One of the key components of the Lamini platform that I found particularly interesting was the data generator. Why is the data generator needed and what is its role in the fine-tuning process?
Data is a key component to building high-performing LLMs. Data is useful when it’s high quality, large, and covering your entire use case. Usually, that’s not the case out of the gate, even if you’re Walmart. So that’s where data generation, even if a bit noisy, comes into play to boost your LLM’s performance further. That is to say, data generation is useful beyond low data scenarios.
Let’s talk about fine-tuning. What are some of the practical limitations of fine-tuning methods? Do we need new research breakthroughs in the space or is it a matter of building better frameworks and tools like Lamini?
Better tools like Lamini. We can make these models highly effective for different use cases. That said, there will always be a research frontier, but research has a >50% failure rate, so we incorporate only the effective research in. I will say, however, the knowledge to build this toolset is stuck in a very small handful of people, often with top AI PhDs, who have not only built these systems in research, but also deployed them to real use cases in production to billions of people. At Lamini, we have those people. OpenAI does too. But very few places have these people. And fewer can attract any of them to join, let alone tens or hundreds of them needed to build these models and systems.
In addition to RLHF, what are some of the new areas of research in LLMs that you believe could lead to relevant improvements in the next generation of foundation models?
I’ll admit it here. I’m part LeCunie. I think there’s non-autoregressive models that will take the reins at some point, especially if it means being able to provide richer gradients/signals back into the model than what the vanilla transformer does now. Whether that’s actually diffusion models is still an open research question.
💥 Miscellaneous – a set of rapid-fire questions
What is your favorite area of AI research outside of generative AI?
For a while, I had been publishing and tracking applied AI to healthcare and climate change. It’s exciting to see what we can do there. I like the emphasis on being creative with data, which matches real world use cases far more than going after standard research benchmarks and datasets.
Your two favorite LLM frameworks outside Lamini and why?
HuggingFace and OpenAI, if those count as frameworks. I’m impressed with both teams. I’m their target user and they sure target me well. They solve a clear need that I have: easy, flexible access to the latest and greatest foundation models.
How do you see the balance and friction between open source vs. API-based distribution models for LLMs? Who wins at the end?
They coexist, in my opinion. Why wouldn’t they? They serve different needs, even within the same user. I sometimes need an API, sometimes need the base open source model, sometimes need a no-code interface. And I’m someone who can consume all three. Some people can only consume a subset of these.

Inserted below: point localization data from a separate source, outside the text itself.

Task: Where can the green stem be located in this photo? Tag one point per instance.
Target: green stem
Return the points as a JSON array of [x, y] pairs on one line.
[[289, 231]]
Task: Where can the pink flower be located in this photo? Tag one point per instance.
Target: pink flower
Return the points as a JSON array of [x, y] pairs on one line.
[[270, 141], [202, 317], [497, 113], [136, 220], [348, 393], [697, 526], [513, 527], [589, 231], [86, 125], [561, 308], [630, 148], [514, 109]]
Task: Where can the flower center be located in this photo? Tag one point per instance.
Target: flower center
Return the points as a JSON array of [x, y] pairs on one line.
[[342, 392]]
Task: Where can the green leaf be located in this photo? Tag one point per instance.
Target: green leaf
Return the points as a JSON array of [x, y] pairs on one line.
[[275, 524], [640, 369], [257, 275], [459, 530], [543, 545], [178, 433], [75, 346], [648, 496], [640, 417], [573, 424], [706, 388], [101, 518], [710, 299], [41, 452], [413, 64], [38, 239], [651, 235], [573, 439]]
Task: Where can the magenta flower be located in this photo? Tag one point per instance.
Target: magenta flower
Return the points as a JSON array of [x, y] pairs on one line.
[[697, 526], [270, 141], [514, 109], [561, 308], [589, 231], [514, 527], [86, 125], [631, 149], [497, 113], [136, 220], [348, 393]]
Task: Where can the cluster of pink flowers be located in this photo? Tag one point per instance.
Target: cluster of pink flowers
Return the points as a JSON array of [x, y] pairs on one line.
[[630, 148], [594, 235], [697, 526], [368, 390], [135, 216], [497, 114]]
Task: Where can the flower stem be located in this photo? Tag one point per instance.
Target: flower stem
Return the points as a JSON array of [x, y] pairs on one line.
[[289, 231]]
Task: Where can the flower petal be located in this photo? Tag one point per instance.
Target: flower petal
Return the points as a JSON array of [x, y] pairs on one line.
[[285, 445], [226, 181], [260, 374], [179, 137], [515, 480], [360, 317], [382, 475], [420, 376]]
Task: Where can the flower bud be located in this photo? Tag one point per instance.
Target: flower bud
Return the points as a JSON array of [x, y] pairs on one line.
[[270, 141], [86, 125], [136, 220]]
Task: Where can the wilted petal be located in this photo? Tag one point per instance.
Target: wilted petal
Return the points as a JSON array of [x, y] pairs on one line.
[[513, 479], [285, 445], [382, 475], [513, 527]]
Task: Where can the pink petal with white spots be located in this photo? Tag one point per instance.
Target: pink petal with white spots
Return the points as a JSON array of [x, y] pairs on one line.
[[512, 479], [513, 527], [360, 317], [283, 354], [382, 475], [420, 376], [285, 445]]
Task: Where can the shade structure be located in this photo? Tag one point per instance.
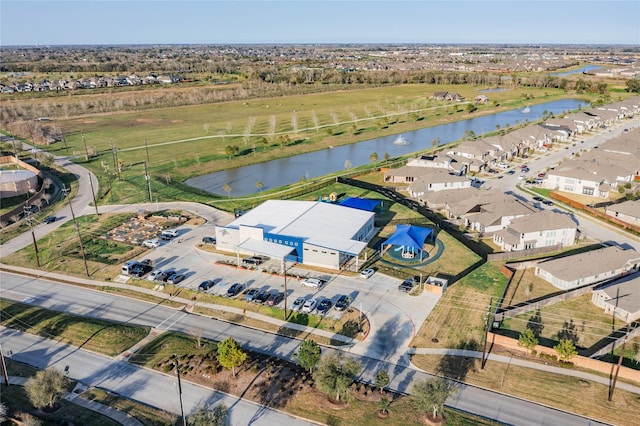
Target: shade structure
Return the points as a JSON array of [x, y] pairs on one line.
[[366, 204], [410, 238]]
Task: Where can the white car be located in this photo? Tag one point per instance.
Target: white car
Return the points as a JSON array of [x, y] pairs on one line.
[[153, 243], [367, 273], [309, 306], [153, 275], [298, 303], [312, 282]]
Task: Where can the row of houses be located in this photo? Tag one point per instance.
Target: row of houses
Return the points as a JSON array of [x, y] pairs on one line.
[[484, 153], [596, 173], [614, 267], [87, 83]]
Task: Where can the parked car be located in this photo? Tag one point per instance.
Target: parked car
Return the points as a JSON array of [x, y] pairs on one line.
[[275, 298], [343, 303], [153, 243], [297, 304], [206, 285], [49, 219], [176, 278], [312, 282], [140, 269], [407, 285], [324, 306], [367, 273], [254, 260], [261, 297], [155, 274], [235, 290], [309, 306], [251, 294], [172, 233]]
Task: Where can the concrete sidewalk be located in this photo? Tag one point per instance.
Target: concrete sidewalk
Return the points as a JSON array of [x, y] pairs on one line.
[[188, 303], [73, 397], [524, 363]]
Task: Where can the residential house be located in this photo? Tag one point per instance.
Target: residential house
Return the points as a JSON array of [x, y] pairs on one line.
[[621, 297], [589, 267], [437, 180], [543, 229], [498, 214], [628, 212]]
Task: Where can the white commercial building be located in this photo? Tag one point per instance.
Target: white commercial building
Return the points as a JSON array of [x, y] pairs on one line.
[[308, 232]]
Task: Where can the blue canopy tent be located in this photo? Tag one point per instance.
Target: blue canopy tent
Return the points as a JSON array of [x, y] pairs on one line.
[[409, 239], [360, 203]]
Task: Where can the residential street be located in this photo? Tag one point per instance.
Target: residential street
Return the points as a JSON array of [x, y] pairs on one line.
[[502, 408]]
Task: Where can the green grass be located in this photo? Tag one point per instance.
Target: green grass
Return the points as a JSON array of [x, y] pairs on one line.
[[93, 334], [205, 131], [16, 399]]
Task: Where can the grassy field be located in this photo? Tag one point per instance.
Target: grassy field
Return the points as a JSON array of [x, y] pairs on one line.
[[96, 335], [572, 394], [577, 317], [457, 321], [260, 130]]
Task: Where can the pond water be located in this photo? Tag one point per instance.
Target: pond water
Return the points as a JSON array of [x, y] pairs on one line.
[[578, 71], [285, 171]]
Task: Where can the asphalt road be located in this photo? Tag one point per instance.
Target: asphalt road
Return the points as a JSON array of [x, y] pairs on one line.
[[136, 383], [115, 377]]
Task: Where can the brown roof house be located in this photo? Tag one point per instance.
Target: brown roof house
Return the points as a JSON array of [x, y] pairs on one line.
[[621, 297], [543, 229], [590, 267]]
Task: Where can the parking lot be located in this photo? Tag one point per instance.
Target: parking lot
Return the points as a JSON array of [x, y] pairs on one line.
[[396, 314]]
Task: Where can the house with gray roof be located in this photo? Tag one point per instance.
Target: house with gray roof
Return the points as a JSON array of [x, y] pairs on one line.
[[628, 212], [543, 229], [437, 180], [621, 297], [589, 267]]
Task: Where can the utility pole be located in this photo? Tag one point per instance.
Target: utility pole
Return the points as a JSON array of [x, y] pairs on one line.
[[93, 194], [27, 214], [66, 191], [486, 334], [284, 270], [175, 359], [615, 377], [4, 367], [146, 176], [115, 161], [86, 151]]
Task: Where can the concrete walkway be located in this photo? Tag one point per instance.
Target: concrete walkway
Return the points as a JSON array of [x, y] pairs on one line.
[[524, 363], [188, 304], [73, 397]]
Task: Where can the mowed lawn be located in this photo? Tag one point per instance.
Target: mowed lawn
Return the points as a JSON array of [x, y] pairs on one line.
[[457, 321]]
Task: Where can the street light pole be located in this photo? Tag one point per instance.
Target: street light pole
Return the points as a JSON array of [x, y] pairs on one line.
[[66, 191], [175, 359]]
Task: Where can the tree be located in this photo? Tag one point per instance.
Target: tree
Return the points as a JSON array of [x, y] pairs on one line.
[[308, 355], [216, 416], [431, 394], [566, 350], [384, 404], [230, 355], [527, 339], [227, 189], [46, 387], [335, 374], [382, 380]]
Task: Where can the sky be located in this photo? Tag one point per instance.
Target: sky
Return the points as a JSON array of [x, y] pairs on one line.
[[92, 22]]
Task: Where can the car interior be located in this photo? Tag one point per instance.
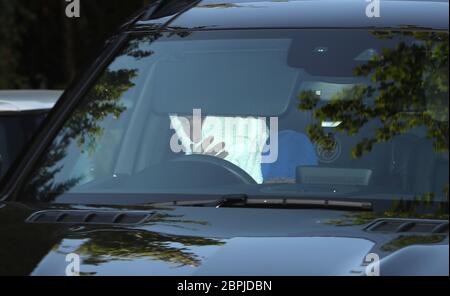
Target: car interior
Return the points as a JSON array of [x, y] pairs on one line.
[[138, 158]]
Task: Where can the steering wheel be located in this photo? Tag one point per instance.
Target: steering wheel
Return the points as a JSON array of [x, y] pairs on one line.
[[216, 164]]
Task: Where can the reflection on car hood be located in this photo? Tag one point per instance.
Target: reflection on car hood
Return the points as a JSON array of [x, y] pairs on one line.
[[224, 241]]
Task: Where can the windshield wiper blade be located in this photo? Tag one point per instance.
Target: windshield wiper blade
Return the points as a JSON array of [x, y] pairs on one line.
[[242, 200]]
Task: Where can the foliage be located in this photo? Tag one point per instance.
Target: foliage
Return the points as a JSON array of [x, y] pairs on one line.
[[408, 88]]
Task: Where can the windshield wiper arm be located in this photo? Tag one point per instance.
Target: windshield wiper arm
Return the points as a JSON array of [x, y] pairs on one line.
[[242, 200]]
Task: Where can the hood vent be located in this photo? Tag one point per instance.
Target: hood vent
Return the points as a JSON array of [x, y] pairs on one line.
[[90, 217], [408, 226]]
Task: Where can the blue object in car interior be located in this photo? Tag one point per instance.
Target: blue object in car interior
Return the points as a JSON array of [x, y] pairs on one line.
[[294, 149]]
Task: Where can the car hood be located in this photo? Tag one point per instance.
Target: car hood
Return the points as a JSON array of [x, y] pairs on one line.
[[209, 241]]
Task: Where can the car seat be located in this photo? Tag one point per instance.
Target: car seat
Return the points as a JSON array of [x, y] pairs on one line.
[[294, 149]]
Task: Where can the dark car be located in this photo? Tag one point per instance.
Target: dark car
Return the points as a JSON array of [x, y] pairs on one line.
[[245, 138], [21, 113]]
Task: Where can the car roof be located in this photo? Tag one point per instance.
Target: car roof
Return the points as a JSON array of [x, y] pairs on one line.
[[236, 14], [28, 100]]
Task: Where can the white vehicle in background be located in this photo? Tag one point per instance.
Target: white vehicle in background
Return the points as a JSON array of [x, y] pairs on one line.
[[21, 112]]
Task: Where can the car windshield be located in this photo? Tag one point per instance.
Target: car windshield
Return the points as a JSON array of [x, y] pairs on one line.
[[345, 114]]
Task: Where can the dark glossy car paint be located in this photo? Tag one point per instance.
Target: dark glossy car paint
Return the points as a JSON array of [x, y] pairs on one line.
[[228, 241]]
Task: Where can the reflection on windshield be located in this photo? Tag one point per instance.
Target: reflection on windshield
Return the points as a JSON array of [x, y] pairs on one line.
[[374, 125]]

If you need to predict one technique that will overtake transformers as the architecture of choice for foundation models, what would that be?
I’m interested to see a real contender with an architecture that can take in richer information through gradients, while keeping the amazing efficiency of self-attention. This might start with diffusion models, at least working in tandem with transformers to provide more informed gradients beyond just next token prediction. It’ll likely not be the instantiation of diffusion models that we know today, but it’ll be interesting to see how to provide more information via sgd than we are doing with transformers today (I know there’s some early work today, but as of writing this, it hasn’t been reproduced really well. We as a community move like lightning though, so I don’t doubt we’ll make leaps and strides soon).